Wednesday, 30 March 2022
Questions without Notice
Not only did no-one hear him but no-one listens to him. The reality is that Australia's economic recovery has been one of the strongest anywhere in the world, faster and stronger than the United States and the United Kingdom, then Canada, then France, then Italy and Japan.
In last night's budget we announced a $8.6 billion package of measures to ease the cost-of-living pressures on Australian families, recognising that cost-of-living pressure is the No. 1 topic around the kitchen tables of the country.
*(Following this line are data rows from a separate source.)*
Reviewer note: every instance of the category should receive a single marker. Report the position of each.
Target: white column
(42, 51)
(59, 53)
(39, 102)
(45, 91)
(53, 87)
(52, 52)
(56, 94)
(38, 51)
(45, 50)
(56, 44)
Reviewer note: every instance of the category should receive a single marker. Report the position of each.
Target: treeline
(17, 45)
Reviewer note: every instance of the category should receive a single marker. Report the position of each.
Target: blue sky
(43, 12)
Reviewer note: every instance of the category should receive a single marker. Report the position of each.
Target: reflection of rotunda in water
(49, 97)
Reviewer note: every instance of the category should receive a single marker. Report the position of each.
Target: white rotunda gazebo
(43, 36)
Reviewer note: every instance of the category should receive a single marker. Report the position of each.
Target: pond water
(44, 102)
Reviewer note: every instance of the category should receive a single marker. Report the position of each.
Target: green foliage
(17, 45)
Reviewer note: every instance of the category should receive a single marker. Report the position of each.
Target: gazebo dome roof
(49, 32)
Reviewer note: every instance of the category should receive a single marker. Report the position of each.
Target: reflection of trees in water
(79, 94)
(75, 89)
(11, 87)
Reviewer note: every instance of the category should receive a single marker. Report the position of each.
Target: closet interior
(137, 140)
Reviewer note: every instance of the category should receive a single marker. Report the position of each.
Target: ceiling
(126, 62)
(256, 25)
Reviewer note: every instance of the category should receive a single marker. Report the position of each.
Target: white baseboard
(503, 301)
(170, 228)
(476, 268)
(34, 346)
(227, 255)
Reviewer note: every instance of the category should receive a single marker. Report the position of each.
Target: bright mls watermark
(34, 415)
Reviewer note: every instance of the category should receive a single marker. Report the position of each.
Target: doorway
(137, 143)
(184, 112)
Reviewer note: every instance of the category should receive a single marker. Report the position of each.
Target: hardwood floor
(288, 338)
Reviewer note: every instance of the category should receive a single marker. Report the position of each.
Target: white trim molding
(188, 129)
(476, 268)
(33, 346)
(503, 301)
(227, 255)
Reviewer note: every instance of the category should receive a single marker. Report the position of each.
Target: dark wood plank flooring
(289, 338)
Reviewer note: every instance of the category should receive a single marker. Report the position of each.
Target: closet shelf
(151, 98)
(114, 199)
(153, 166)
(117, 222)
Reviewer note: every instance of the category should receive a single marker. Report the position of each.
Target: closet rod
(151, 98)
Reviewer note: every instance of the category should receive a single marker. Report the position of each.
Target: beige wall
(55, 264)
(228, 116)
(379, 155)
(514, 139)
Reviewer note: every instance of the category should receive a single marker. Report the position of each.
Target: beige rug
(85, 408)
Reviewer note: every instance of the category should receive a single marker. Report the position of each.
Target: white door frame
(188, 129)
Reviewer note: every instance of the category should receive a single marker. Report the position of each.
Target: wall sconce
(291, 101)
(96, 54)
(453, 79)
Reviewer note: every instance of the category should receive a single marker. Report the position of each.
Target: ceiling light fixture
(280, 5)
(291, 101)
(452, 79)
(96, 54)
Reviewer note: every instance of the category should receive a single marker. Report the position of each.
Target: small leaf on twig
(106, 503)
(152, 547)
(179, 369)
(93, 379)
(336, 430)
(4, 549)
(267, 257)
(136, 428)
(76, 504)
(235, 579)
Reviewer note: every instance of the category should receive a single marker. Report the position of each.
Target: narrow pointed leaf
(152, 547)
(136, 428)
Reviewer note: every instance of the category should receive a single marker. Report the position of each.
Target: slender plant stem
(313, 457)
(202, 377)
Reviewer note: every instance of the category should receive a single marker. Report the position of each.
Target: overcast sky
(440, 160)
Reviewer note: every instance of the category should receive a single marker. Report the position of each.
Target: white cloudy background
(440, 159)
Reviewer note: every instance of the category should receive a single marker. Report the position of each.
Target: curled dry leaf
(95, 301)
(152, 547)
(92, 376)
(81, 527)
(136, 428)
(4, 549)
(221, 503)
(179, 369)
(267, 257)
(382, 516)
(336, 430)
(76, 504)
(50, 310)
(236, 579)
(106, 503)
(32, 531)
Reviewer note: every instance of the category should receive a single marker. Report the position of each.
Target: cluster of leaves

Cutting the fuel exercise in half will see a family with two cars that fill up once a week up to $30 dollars a week better off and $700 better off over a six-month period. A $420 bonus to the LMITO, low- and middle-income tax offset, will support more than 10 million low- and middle-income earners, which means if you are on $60,000, $70,000 or $80,000, on 1 July and after that when you put in a tax return, you will see $1,500 in your bank account as a result of tax relief provided by this government. Also in the budget was a $250 payment to six million people on income support—veterans, pensioners, carers, people on the disability support pension and concession cardholders, including self-funded retirees. Six million Australians will get that $250 payment, for many in addition to the indexation arrangements, which are also providing cost-of-living relief. Also in this budget was a measure to reduce the cost of medicines to make them more accessible to 2.4 million Australians. So the measures we announced last night were responsible, they were targeted, they were temporary and they were designed to provide cost-of-living relief for Australians who need it most.